Adelin
Adelin

Reputation: 18931

How to define resource limits and calculate consumption when deploying applications in Kubernetes?

I am trying to deploy a simple zookeeper ensemble following the tutorial from the official Kubernetes website. The tutorial states that I need

a cluster with at least four nodes and each node requires at least 2 CPUs and 4 GiB of memory.

I ignored this fact and created a cluster with 3 nodes of n1-standard-1 (1 vCPU, 3.73 GB Memory) When I tried to apply .yaml file

apiVersion: v1
kind: Service
metadata:
  name: zk-hs
  labels:
    app: zk
spec:
  ports:
    - port: 2888
      name: server
    - port: 3888
      name: leader-election
  clusterIP: None
  selector:
    app: zk
---
apiVersion: v1
kind: Service
metadata:
  name: zk-cs
  labels:
    app: zk
spec:
  ports:
    - port: 2181
      name: client
  selector:
    app: zk
---
apiVersion: policy/v1beta1
kind: PodDisruptionBudget
metadata:
  name: zk-pdb
spec:
  selector:
    matchLabels:
      app: zk
  maxUnavailable: 1
---
apiVersion: apps/v1
kind: StatefulSet
metadata:
  name: zk
spec:
  selector:
    matchLabels:
      app: zk
  serviceName: zk-hs
  replicas: 3
  updateStrategy:
    type: RollingUpdate
  podManagementPolicy: OrderedReady
  template:
    metadata:
      labels:
        app: zk
    spec:
      affinity:
        podAntiAffinity:
          requiredDuringSchedulingIgnoredDuringExecution:
            - labelSelector:
                matchExpressions:
                  - key: "app"
                    operator: In
                    values:
                      - zk
              topologyKey: "kubernetes.io/hostname"
      containers:
        - name: kubernetes-zookeeper
          imagePullPolicy: Always
          image: "k8s.gcr.io/kubernetes-zookeeper:1.0-3.4.10"
          resources:
            requests:
              memory: "1Gi"
              cpu: "0.5"
          ports:
            - containerPort: 2181
              name: client
            - containerPort: 2888
              name: server
            - containerPort: 3888
              name: leader-election
          command:
            - sh
            - -c
            - "start-zookeeper \
          --servers=3 \
          --data_dir=/var/lib/zookeeper/data \
          --data_log_dir=/var/lib/zookeeper/data/log \
          --conf_dir=/opt/zookeeper/conf \
          --client_port=2181 \
          --election_port=3888 \
          --server_port=2888 \
          --tick_time=2000 \
          --init_limit=10 \
          --sync_limit=5 \
          --heap=512M \
          --max_client_cnxns=60 \
          --snap_retain_count=3 \
          --purge_interval=12 \
          --max_session_timeout=40000 \
          --min_session_timeout=4000 \
          --log_level=INFO"
          readinessProbe:
            exec:
              command:
                - sh
                - -c
                - "zookeeper-ready 2181"
            initialDelaySeconds: 10
            timeoutSeconds: 5
          livenessProbe:
            exec:
              command:
                - sh
                - -c
                - "zookeeper-ready 2181"
            initialDelaySeconds: 10
            timeoutSeconds: 5
          volumeMounts:
            - name: datadir
              mountPath: /var/lib/zookeeper
      securityContext:
        runAsUser: 1000
        fsGroup: 1000
  volumeClaimTemplates:
    - metadata:
        name: datadir
      spec:
        accessModes: [ "ReadWriteOnce" ]
        resources:
          requests:
            storage: 10Gi

And of course, I got the error PodUnschedulable

In this file, I cloud not find anything that says that I need a cluster of 4 nodes and with 2 CPUs and 4G Ram.
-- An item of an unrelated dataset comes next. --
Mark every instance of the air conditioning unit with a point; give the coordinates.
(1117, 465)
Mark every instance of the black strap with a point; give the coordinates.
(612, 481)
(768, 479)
So:

Upvotes: 2

Views: 772

Answers (2)

Abdennour TOUMI
Abdennour TOUMI

Reputation: 93163

By default, a kubernetes nodes will not come empty. Instead, it has running processes before even running your apps workload:

  • kubelet is running ( in each node)
  • kube-proxy is running as daemonset ( in each node)
  • container-runtime (Docker) is running in each node
  • other daemonset can be running (like aws-node DS in the case of EKS..).

We are here discussing Worker Nodes not Masters.

So imagine all that, you will end up by choosing a respectful resources for each Node.

Not all Nodes must be with the same size. However you decide which size you need according to the type of your apps :

  • If your apps eats memory more than CPUs (Like Java Apps), you will need to choose Node of [2CPU, 8GB] is better than [4CPUs, 8GB].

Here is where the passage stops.